Looking ahead, Penang must secure a second major raw water resource soon. “As at 2018, PBAPP had built up a water treatment reserve margin of 32.9% for Penang. This is the highest safety margin in Malaysia, but we cannot produce sufficient treated water for the future if we do not have sufficient raw water,” Jaseni says. “It has been projected that Sungai Muda (Muda River), our primary raw water resource since 1973, may only reliably meet Penang’s raw water needs until 2025.”
In 2018, Penang consumed an average of 840 million litres of treated water per day (MLD). Its water demand is projected to reach 1,483 MLD by 2030, 1696 MLD by 2040 and 1,884 MLD by 2050.
As such, PBAPP has to tap a second raw water resource by 2025. “At present, the most rational option is the Sungai Perak Raw Water Transfer Scheme (SPRWTS) which proposes the transfer of raw river water from our neighbouring state of Perak. However, as of September 2019, we are facing two key challenges: we must commission the SPRWTS by 2025 to minimise the risk of a raw water shortage, and Perak wants to sell us treated water,” Jaseni says.
“We need the Malaysian Federal Government to step in and help us work things out with Perak on time so that the SPRWTS may provide water security for Penang and Perak until 2050.”
“I am very passionate about supplying water to people because I get great satisfaction when I improve the quality of life of a family.”
In recognition of his leadership and contributions to the Malaysian water industry, Jaseni has received various awards.

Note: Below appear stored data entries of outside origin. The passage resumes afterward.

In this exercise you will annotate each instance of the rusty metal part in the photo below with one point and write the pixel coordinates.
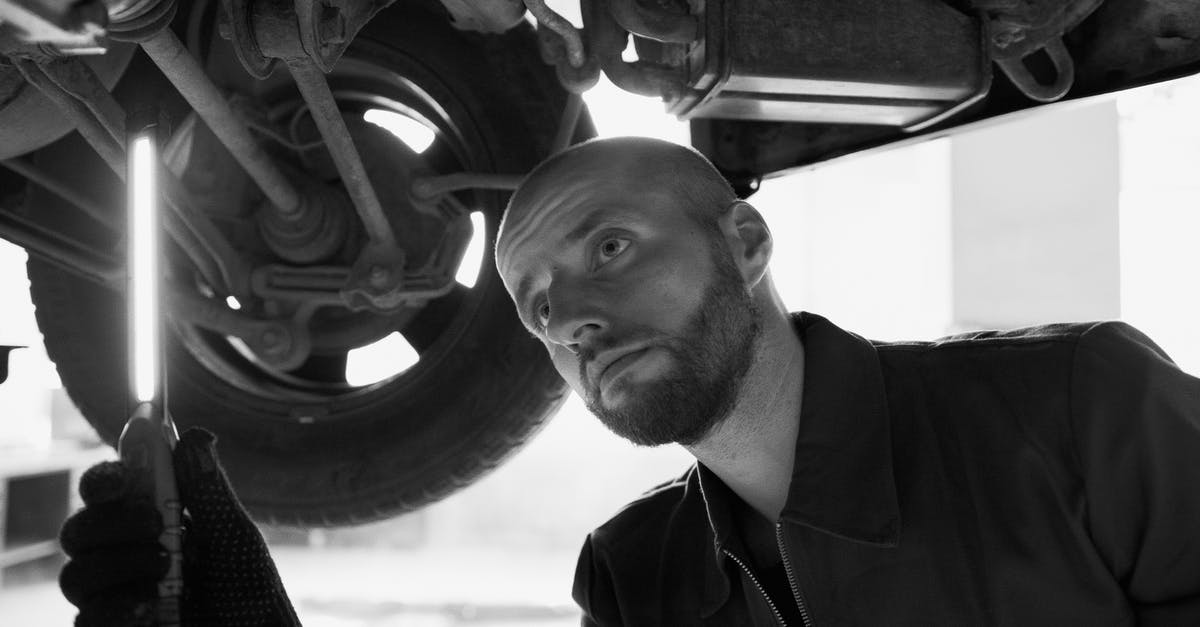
(430, 187)
(279, 344)
(1065, 72)
(551, 19)
(313, 233)
(264, 31)
(552, 48)
(1019, 28)
(485, 16)
(905, 64)
(69, 27)
(341, 286)
(28, 119)
(97, 131)
(319, 285)
(666, 21)
(609, 40)
(67, 254)
(333, 129)
(139, 19)
(238, 27)
(52, 183)
(169, 54)
(328, 27)
(101, 120)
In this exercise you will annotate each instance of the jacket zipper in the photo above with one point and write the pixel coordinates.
(791, 578)
(761, 590)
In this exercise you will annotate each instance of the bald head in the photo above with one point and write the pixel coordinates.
(616, 171)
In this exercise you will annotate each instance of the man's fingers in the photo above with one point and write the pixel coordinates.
(203, 485)
(132, 521)
(119, 610)
(131, 571)
(105, 482)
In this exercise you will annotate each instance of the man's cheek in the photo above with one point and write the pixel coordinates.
(568, 366)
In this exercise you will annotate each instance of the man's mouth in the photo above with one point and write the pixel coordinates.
(617, 366)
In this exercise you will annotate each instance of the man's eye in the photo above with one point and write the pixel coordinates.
(610, 248)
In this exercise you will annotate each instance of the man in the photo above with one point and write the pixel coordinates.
(1045, 476)
(1036, 477)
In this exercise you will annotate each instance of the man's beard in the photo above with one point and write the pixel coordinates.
(711, 359)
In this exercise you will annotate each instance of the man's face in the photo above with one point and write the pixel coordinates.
(641, 308)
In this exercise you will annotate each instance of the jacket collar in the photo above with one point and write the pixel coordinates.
(843, 479)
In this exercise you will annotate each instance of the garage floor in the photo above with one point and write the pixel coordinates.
(372, 587)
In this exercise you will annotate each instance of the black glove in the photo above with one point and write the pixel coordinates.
(117, 561)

Three recent awards that stand out are the special Prime Minister’s Award for Leadership in Competency Training 2019 from Malaysian Prime Minister Tun Dr Mahathir; the MWA Malaysia Water Award for Management 2018 from the Malaysia Water Association; and the Distinguished Engineer Award 2018 from the Institute of Engineers Malaysia (Penang branch).
“Let’s be honest; I would not have received these awards if I were not serving as the CEO of one of the leading water supply organisations in Malaysia. PBAPP is not a one-man show. I lead a team of more than 1,000 people who are committed to excellence in water supply. In PBAPP, we benchmark our management systems to international ISO certifications for quality, environmental and occupational health & safety management. We also comply to certifications for information security management and chemical testing. So, I must give credit where it is due: these awards are the results of good teamwork by my team,” Jaseni says.
“While sharing the credit with my colleagues, I also remind them that such accolades are not laurels upon which we lay down and rest. Instead, we must regard our awards as motivational factors to do more, do better and be the best that we can be professionally. Recognition is good and much appreciated but results are more important, especially in the business of water supply management that impacts millions of lives daily.”